Over a dozen technology developers are drawing up plans to add other marine power concepts to the frameworks associated with floating offshore wind. The companies, which include Floating Power Plant of Denmark, Marine Power Systems of the UK, and Pelagic Power of Norway, are all pushing the idea of using floating wind turbine platforms for a variety of generating assets, including wind, wave, solar, and ocean thermal energy. They say that this can improve the energy yield and thus reduce the overall cost of electricity.
US-based Excipio Energy has designed a floating platform called an Excibuoy which, it claims, can accommodate wind, wave, flow, mooring energy and ocean thermal energy conversion technologies simultaneously. It claims that an Excibuoy supporting a single 10 MW offshore wind turbine can also support up to an additional 19 MW from these alternative energy sources.
Developers pursuing early-stage technologies, such as tidal and wave, are keen on hybridisation, because this offers a way of piggybacking on the cost reduction path of floating wind, which is still at an early stage, but has massive growth potential.
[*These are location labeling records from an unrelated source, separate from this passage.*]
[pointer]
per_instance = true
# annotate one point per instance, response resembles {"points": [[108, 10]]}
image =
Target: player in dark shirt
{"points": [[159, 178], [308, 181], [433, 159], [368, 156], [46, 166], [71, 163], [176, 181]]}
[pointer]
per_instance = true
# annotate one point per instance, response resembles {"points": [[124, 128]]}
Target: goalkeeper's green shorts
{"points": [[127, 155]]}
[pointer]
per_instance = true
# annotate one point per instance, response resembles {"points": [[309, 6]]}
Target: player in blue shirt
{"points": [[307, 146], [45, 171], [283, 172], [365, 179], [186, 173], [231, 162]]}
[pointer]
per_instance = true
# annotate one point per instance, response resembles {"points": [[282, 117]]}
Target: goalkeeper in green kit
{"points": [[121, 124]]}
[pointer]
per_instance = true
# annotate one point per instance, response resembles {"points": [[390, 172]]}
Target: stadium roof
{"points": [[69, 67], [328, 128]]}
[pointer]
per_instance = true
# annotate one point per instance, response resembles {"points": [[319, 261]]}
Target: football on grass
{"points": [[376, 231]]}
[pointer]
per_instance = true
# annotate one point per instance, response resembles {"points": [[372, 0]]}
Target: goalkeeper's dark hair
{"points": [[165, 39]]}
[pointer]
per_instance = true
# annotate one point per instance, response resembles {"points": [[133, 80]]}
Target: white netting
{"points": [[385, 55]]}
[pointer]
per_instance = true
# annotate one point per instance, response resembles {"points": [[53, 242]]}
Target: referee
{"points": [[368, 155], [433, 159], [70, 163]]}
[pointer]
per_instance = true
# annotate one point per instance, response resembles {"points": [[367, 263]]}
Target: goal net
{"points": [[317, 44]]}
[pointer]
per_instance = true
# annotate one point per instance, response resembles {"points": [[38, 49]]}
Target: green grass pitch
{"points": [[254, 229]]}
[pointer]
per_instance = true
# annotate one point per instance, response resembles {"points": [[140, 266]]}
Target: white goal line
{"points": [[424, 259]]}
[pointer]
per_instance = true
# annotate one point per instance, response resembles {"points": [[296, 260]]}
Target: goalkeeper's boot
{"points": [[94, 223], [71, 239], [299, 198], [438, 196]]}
Sean Parsons, External Affairs Director for Simec Atlantis Energy , said: “It’s clear that in order for less established technologies to achieve a scale, they must innovate and look for all possible ways to reduce cost. If the cost of supporting infrastructure and development could be shared with other technologies, like floating wind, then this would be a great benefit to the projects and the continued development of these developing technologies.”